The dollar demonstrated strength on Friday, although it remained on track for a weekly loss following robust nonfarm payrolls data that exceeded expectations, potentially delaying anticipated interest rate cuts from the Federal Reserve this year.
According to the Labor Department’s closely watched employment report, nonfarm payrolls surged by 303,000 jobs in March, surpassing economists’ forecasts of 200,000 jobs. This unexpected increase caused the dollar index to rise by 0.048% to 104.27, despite earlier fluctuations during the week that saw it drop from a five-month high to a two-week low.
U.S. interest rate futures scaled back the probability of a rate cut in June to 54.5% after the release of the jobs report, according to data from CME Group’s FedWatch tool.
Amo Sahota, director at Klarity FX in San Francisco, remarked, “It’s really encouraging the market to get more and more comfortable with this fact that we know rates have to come down, but do they really need to come down quickly? And do they need to come down as much?”
Investors adjusted their expectations regarding the extent of potential Fed rate cuts, with U.S. rate futures now pricing in two cuts in 2024. Brad Bechtel, global head of FX at Jeffries, commented that this outlook should continue to bolster dollar strength across the board.

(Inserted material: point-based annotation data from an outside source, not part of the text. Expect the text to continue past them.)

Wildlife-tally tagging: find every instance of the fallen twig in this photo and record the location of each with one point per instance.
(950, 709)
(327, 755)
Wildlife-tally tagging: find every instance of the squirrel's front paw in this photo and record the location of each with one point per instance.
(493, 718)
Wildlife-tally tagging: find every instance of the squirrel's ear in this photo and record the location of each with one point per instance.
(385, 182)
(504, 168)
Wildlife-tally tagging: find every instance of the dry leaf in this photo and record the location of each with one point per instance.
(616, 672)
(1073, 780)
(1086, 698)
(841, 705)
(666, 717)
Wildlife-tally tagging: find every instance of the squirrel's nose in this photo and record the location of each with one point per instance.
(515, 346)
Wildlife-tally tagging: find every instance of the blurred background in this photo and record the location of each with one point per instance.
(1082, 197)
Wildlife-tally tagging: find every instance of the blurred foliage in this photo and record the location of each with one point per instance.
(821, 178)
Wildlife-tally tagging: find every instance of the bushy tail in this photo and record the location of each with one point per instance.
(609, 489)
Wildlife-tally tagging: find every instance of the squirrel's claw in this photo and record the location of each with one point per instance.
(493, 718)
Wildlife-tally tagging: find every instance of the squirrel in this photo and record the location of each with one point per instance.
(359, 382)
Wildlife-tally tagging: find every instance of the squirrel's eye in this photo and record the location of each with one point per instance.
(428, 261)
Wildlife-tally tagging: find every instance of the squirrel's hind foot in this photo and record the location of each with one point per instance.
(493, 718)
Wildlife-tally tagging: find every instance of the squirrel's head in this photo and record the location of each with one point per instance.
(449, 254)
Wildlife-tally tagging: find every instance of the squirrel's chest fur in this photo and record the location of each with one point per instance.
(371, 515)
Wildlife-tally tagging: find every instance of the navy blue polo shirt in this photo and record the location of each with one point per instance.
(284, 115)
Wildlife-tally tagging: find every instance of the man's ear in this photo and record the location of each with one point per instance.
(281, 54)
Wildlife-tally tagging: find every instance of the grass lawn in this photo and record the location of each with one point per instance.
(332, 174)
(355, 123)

However, economic resilience and rising commodity prices, including oil, copper, coffee, and cocoa, have complicated the inflation outlook.
The dollar rebounded after comments from Minneapolis Fed President Neel Kashkari on Thursday suggested that rate cuts might not be necessary this year if inflation remains stagnant.
Against the dollar, the Japanese yen weakened to 151.540. Japanese authorities reiterated their stance against excessive yen weakness, indicating a potential intervention if the yen depreciates significantly.
Japanese Finance Minister Shunichi Suzuki reaffirmed the government’s commitment to taking appropriate action against sharp yen declines.
Bank of Japan Governor Kazuo Ueda stated that the central bank could respond with monetary policy if yen weakness adversely affects the economy. He also hinted at a possible interest rate hike in the coming months, anticipating an acceleration in inflation.
In other currencies, the euro remained flat at 1.0837, while sterling eased slightly to 1.264. The Australian dollar declined to 0.658.
In the cryptocurrency market, bitcoin fell by 0.53% to $67,589, while ether saw a slight increase to $3,328.7, up by 0.09%.